Pour Renault, le bilan est extrêmement positif. En 2012, nous avons lancé la première ligne de montage avec deux véhicules, la Lodgy et la Dokker. L’enjeu numéro 1 était la qualité, un pari relevé avec un démarrage de l’usine à l’heure et avec un niveau de qualité identique aux autres unités du groupe Renault. Le deuxième challenge a été celui de la deuxième ligne démarrée en octobre dernier. Sur cette ligne, nous avons lancé Sandero et nous avons doublé le volume qui nous a été demandé. En fin de compte, l’usine a très bien tourné en 2013 ou nous avons fabriqué 10.000 Sandero et nous espérons en 2014 doubler à nouveau la production grâce à nos deux lignes.

- Comment se comportent sur le marché les véhicules construits à Tanger?
- Sandero est une vraie réussite en Europe. Nous sommes largement en dessus de ce qui avait été prévu. La Dokker a connu un véritable succès grâce auquel elle jouit d’une position très confortable sur le marché. En revanche, la Lodgy manque encore de notoriété. N’étant pas assez connue, elle a plus de mal à s’imposer.

- Ce modèle pourrait aussi être relooké;
- A ce jour, un relooking de la Lodgy ne fait pas partie de nos perspectives. Le vrai problème de ce monospace, c’est au niveau de son lancement. Nous menons actuellement un véritable chantier afin de lancer ce véhicule.

- Qu’en est-il du projet d’en faire la remplaçante des taxis blancs?
- Nous sommes toujours en pourparlers avec le gouvernement marocain et j’espère que les discussions pourront aboutir cette année. Aujourd’hui nous avons un accord de principe pour dire que le projet est intéressant et il y a une vraie volonté tant du côté de Renault que des autorités pour faire avancer le projet.
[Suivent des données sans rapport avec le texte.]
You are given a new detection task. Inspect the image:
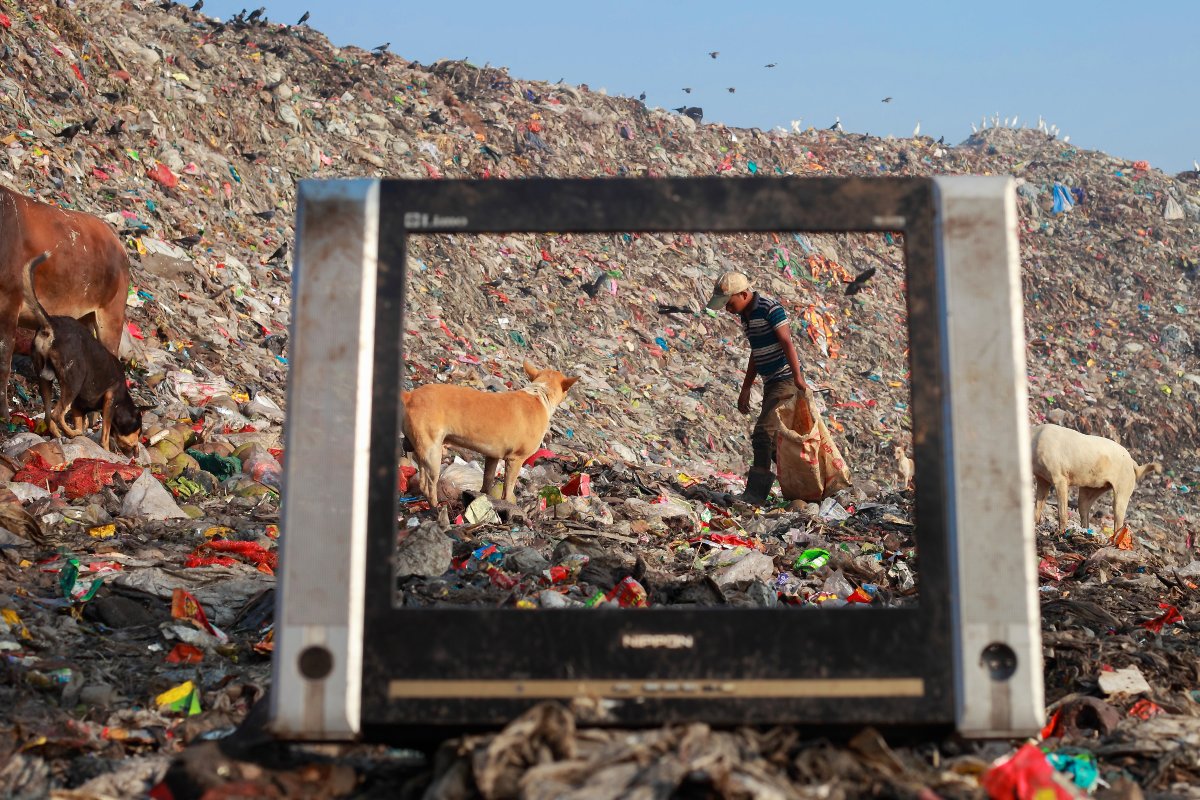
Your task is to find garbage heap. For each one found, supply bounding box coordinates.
[0,0,1200,796]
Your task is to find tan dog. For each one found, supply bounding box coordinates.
[892,445,916,489]
[1033,425,1163,534]
[401,361,578,505]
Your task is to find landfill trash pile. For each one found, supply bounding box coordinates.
[0,0,1200,798]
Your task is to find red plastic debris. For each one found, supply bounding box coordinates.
[184,539,278,575]
[146,163,179,188]
[980,745,1075,800]
[12,453,142,500]
[562,473,592,498]
[170,589,217,636]
[523,447,554,467]
[1141,603,1183,633]
[1129,697,1166,720]
[167,642,204,664]
[396,465,416,494]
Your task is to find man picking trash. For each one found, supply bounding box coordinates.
[708,272,809,505]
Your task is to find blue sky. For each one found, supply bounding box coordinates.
[204,0,1200,174]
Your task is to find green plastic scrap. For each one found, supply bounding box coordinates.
[59,558,104,603]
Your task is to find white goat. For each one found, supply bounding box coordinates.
[1033,425,1163,534]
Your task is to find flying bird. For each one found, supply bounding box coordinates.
[846,266,875,295]
[581,272,611,299]
[54,124,83,140]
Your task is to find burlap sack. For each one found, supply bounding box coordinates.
[775,393,850,503]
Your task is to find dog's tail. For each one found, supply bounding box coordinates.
[1136,461,1163,481]
[25,251,50,327]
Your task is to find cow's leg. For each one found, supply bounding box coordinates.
[1079,486,1108,528]
[92,287,128,356]
[0,303,20,422]
[484,456,500,494]
[1112,488,1133,533]
[504,456,524,503]
[37,375,62,438]
[1033,477,1050,528]
[1054,477,1070,534]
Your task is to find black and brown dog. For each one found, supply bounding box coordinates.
[25,253,142,453]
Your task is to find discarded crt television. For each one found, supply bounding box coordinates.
[271,178,1044,741]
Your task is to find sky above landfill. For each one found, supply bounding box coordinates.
[204,0,1200,174]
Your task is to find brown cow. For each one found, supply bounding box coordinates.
[0,186,130,420]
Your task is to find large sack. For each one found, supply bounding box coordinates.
[775,393,850,503]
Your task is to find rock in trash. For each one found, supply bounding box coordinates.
[1098,667,1150,694]
[504,547,550,575]
[121,470,188,519]
[396,521,454,578]
[713,551,775,589]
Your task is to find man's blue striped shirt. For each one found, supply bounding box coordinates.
[742,291,794,385]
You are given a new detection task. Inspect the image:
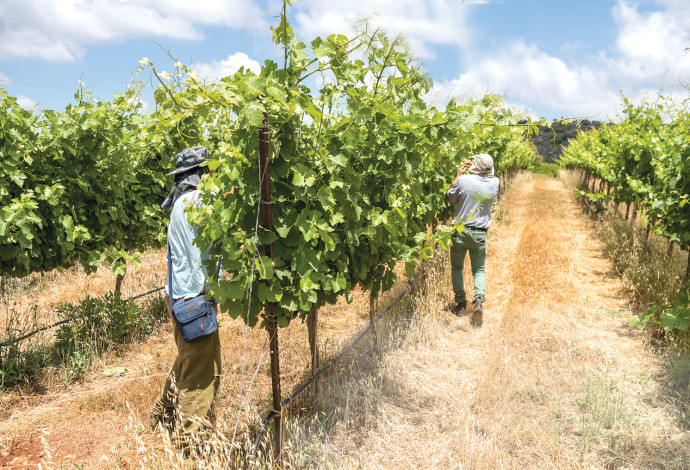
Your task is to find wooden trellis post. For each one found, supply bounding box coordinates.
[259,114,283,459]
[307,310,321,411]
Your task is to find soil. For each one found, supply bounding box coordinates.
[0,177,690,469]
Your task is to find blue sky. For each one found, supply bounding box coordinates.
[0,0,690,120]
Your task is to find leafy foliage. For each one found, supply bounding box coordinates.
[149,15,535,326]
[561,99,690,249]
[0,88,198,276]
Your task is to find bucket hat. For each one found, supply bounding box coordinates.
[165,147,208,176]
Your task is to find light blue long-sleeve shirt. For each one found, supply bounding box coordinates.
[165,189,210,299]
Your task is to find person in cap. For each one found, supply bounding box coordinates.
[151,147,221,453]
[446,153,499,326]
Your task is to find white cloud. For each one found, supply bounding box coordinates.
[193,52,261,81]
[17,95,37,109]
[295,0,488,58]
[611,0,690,84]
[0,0,266,62]
[432,42,620,116]
[432,0,690,119]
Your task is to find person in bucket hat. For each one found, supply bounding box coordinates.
[151,147,221,454]
[446,153,499,326]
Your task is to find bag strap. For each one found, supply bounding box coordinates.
[168,242,173,312]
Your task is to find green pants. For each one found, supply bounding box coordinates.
[152,295,221,450]
[450,227,487,302]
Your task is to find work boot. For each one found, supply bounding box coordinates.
[149,410,175,432]
[470,297,484,326]
[453,300,467,317]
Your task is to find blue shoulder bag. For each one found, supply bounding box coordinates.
[168,245,220,343]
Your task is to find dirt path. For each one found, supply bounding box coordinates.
[306,178,690,469]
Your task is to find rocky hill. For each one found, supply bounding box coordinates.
[531,119,601,163]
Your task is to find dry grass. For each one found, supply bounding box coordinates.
[0,175,690,469]
[0,228,414,468]
[280,178,690,469]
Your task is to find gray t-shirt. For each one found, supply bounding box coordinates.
[446,174,499,229]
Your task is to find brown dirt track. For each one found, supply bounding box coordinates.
[293,177,690,469]
[0,177,690,469]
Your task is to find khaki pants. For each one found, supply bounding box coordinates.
[152,295,221,451]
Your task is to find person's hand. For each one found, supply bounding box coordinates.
[458,160,472,176]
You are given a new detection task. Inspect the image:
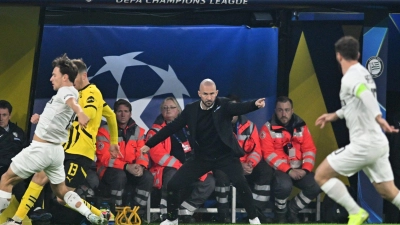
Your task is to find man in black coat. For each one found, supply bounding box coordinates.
[141,79,265,225]
[0,100,26,201]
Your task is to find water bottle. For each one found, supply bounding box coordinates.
[100,202,114,225]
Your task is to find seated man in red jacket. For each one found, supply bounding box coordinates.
[147,97,215,223]
[260,96,321,223]
[96,99,153,216]
[213,95,273,223]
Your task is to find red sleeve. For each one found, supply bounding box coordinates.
[260,122,290,173]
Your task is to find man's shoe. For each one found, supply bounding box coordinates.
[275,212,287,223]
[86,213,108,225]
[160,219,178,225]
[289,210,300,223]
[29,208,53,221]
[1,218,22,225]
[180,215,196,223]
[347,208,369,225]
[249,217,261,224]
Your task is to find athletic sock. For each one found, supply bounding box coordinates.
[13,181,43,222]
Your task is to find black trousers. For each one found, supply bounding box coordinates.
[273,170,321,213]
[167,156,257,220]
[213,160,273,214]
[160,167,215,215]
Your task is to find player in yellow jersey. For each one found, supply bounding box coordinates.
[9,59,119,224]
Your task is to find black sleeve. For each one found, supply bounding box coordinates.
[146,108,188,148]
[226,100,258,116]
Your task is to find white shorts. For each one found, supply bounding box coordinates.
[10,141,65,184]
[327,143,394,183]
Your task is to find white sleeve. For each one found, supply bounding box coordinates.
[358,90,382,118]
[336,109,344,119]
[57,87,77,103]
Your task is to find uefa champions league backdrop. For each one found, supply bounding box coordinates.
[32,25,278,134]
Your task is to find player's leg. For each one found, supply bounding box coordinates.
[12,171,49,222]
[0,141,54,219]
[315,145,369,224]
[57,156,102,216]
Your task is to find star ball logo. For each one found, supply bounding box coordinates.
[89,52,190,130]
[366,56,384,78]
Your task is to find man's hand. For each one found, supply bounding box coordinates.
[78,111,90,128]
[289,169,306,180]
[315,113,339,129]
[255,98,265,109]
[31,113,40,124]
[140,145,150,154]
[375,115,399,133]
[126,164,143,177]
[108,144,124,159]
[242,163,253,175]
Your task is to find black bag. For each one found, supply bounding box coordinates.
[321,195,349,223]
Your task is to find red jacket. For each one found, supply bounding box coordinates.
[260,114,317,172]
[235,116,262,167]
[96,119,149,179]
[147,119,207,189]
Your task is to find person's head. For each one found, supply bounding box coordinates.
[50,54,78,91]
[114,99,132,126]
[226,94,240,123]
[0,100,12,128]
[335,36,360,63]
[71,59,89,90]
[275,96,293,126]
[160,97,182,123]
[198,79,218,107]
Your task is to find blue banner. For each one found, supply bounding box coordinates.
[34,25,278,134]
[357,18,388,223]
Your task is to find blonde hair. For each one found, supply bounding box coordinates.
[160,97,182,114]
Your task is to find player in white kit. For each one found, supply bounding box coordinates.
[0,55,106,225]
[315,36,400,225]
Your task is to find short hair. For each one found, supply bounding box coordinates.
[226,94,241,102]
[114,99,132,112]
[335,36,360,60]
[71,58,87,73]
[0,100,12,114]
[275,96,293,108]
[160,97,182,113]
[52,53,78,83]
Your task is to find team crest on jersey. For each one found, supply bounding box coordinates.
[86,96,94,103]
[366,56,384,78]
[97,141,104,150]
[260,131,267,139]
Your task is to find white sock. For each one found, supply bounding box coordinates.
[0,190,12,213]
[64,191,92,217]
[392,191,400,209]
[321,178,360,215]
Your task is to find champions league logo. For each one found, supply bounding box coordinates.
[89,52,190,130]
[366,56,384,78]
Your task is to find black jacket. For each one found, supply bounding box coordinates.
[0,122,26,167]
[146,98,258,157]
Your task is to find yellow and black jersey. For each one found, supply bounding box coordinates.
[63,84,118,160]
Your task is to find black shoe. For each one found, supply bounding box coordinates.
[218,213,232,223]
[288,210,300,223]
[179,215,196,223]
[256,208,272,223]
[29,209,53,221]
[275,212,287,223]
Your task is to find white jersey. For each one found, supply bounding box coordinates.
[35,86,78,144]
[337,63,388,146]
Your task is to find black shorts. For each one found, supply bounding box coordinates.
[64,154,93,188]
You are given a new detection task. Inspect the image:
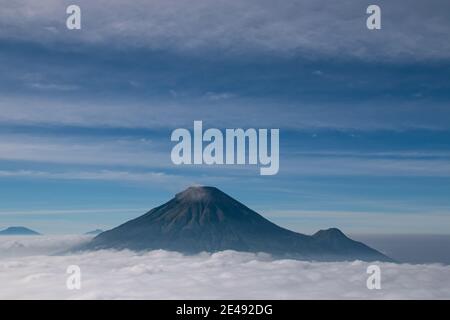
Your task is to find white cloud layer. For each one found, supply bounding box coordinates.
[0,0,450,59]
[0,238,450,299]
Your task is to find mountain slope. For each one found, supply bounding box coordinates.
[82,187,390,261]
[0,227,40,236]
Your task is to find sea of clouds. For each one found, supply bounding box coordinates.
[0,236,450,299]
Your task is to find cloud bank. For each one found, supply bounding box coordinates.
[0,238,450,299]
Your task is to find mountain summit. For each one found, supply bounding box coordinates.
[79,187,391,261]
[0,227,40,236]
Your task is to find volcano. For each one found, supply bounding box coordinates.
[82,187,391,261]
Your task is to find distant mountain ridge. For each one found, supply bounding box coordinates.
[78,187,392,261]
[0,226,40,236]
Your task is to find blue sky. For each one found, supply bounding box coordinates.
[0,0,450,234]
Nous sommes maintenant dans la dernière ligne droite, celle qui concerne les modalités d’application. Il s’agit de définir quels types d’avantages apporter pour permettre au chauffeur de taxi ou au syndicat de taxis l’accès à cette voiture.

- Quel serait l’échéancier?

Les véhicules montés à Tanger ont atteint des marchés aussi divers que l’Angleterre, la Turquie et depuis quelques semaines ont commencé à rouler sur les voies de l’Amérique latine au Panama.

-L’opération risque de démarrer très doucement. Il ne faudra pas s’attendre à une révolution du jour au lendemain. Mais le volume est important et pourrait atteindre 5.000 voitures sur les dix prochaines années, soit environ 10 à 15% des ventes de la Lodgy. 
- Prévoit-on une voiture supplémentaire dans les chaînes de Tanger?
- Dans la vie d’une usine, on ne peut pas fabriquer toujours les mêmes modèles. Donc, oui, il y a  réflexion pour lancer un nouveau véhicule, mais pas tout de suite. 
- Où en est le réseau logistique ILN?
- L’ILN est un projet intéressant. Nous produisons actuellement des pièces de Sandero pour le Brésil et nous commençons à envoyer des pièces pour Lodgy en Inde et Dokker en Russie. Nous sommes aussi en train de nous battre pour placer Sandero sur le marché colombien. A l’horizon 2016, nous pouvons estimer que l’on aura un équivalent “voitures” de 30.000 unités.
- Le taux d’intégration a été présenté comme l’un des apports majeurs de l’usine de Tanger. A quel niveau se situe-t-il actuellement?
- Nous sommes à une moyenne de 40% en matière de taux d’intégration et nos prévisions pour 2016 tablent sur un taux d’entre 55 et 60%. Mais la tâche est de plus en plus difficile car le marché européen nous a pénalisé en termes de volumes. Ce n’est évident ni pour nous, ni pour nos fournisseurs, d’intégrer des pièces. C’est vrai que pour le moment nous avançons moins rapidement que nos prévisions de départ. Mais nos équipes travaillent exclusivement sur ce sujet, car nous comptons bien atteindre les volumes que l’on s’est fixés. 

L’électrique commence à prendre au Maroc

Renault a déjà écoulé au Maroc 27 unités de la Twizzy, le véhicule monoplace électrique de Renault. Et selon Prost, 20 autres unités sont actuellement en cours de livraison. L’autre modèle commercialisé au Maroc fonctionnant au 220 volts est le Kangoo ZE, utilitaire électrique pour lequel des sociétés ont déjà commencé à porter de l’intérêt. Pour la Zoe, la citadine 100% électrique de la marque au Losange, elle devra patienter encore un peu. «Nous attendons une dérogation pour pouvoir la commercialiser vu qu’elle n’a pas de roue de secours», explique Prost, la réglementation marocaine exige en effet de disposer d’un tel équipement.